Our request wasn't even considered. It didn't even make it to the IEP meeting. It was dismissed out of hand. The members of Schuyler's team have already received all the training they need, I was informed. And if dumb dad needed more training on how to use Schuyler's AAC (the same system she's been using since 2005), the AT leader would be happy to provide that instruction herself. There's no need for anyone from the outside, because what could this experienced team possibly learn from someone outside the district?

But the thing is, this district's assistive technology team has been failing Schuyler in various ways both large and small since she came to middle school. It's taken a while for that to become apparent since the special education team at Schuyler's school has been so good at helping Schuyler, but the fact remains that in two years, the focus of Schuyler's communication has shifted away from her AAC. Without the support of the AT team, and without an eye to a future in which she will require a more nuanced and comprehensive way to communicate expressively, she's been allowed to get by on her verbal communication, making herself understood in context and losing much of her proficiency on her device.

How does this happen to a kid like Schuyler, someone who has been, almost literally, a poster child for assistive tech? The answer might just partially lie in the fact that over the past two years, the only contact I've had with her assistive tech team leader has been that condescending, "there there, dad" email I received earlier this week. Until I floated the possibility of having someone with a fresh set of eyes and a new perspective on communication come in to speak to Schuyler's team, the district's AT team was perfectly okay with seeing Schuyler a few times a year and not even formulating any kind of plan for addressing her growing awareness of her difference and her subsequent reluctance to use conspicuous speech technology.

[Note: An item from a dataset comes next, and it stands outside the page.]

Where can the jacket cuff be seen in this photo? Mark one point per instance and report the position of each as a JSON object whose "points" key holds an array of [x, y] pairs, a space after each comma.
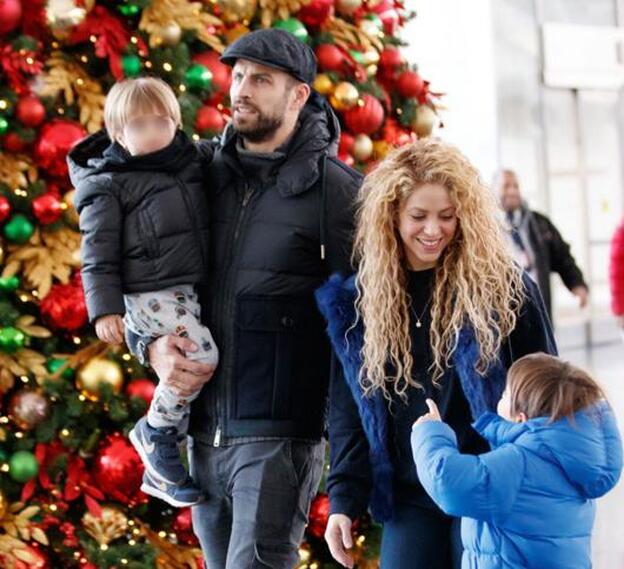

They didn't even come up with the plan to switch her to the iPad, and until she began showing success with it, they were actually on record as not officially supporting it.

The point of this long-winded rant is simply this. We are in one of the top school districts in the country, and this kind of thing still happens here. This district has money, and has experience, and a sincere desire to do the right thing. And yet after all this time, here we are, trying to get professionals who have worked with Schuyler since kindergarten to listen, to pay attention to what we want and what we believe Schuyler needs. Bruised egos and stepped-on toes still drive policy from time to time, here in this best of all possible worlds.

Most parents have it worse. Most IEP meetings are charged with anxiety because team members don't understand each others' perspectives. Parents don't feel heard, and teachers don't feel respected. But the fact remains that unless a parent has the resources to bring lawyers, guns and money, they are usually in a position of disadvantage.

So yeah. We'd love it if we didn't feel the need to prepare for a fight before the IEP meeting. We'd also like a pony.

Ultimately, even in a competent district like ours, I don't think my point about the different things we bring to the table is all that problematic. It's a simple statement of the reality of allocating limited resources. We're like dinosaurs, in a way. You've got your meat eaters and you've got your plant eaters, and they're all part of the ecosystem. It's probably not much fun to always be searching for food and killing the crap out of everything; that sounds like a lot of work with not a lot of down time. And it definitely sucks to be constantly on alert, just waiting for some carnivore to jump up and bite your face. But everyone's got their part to play.

Special needs parents are probably herbivores. But we do have T-rex dreams.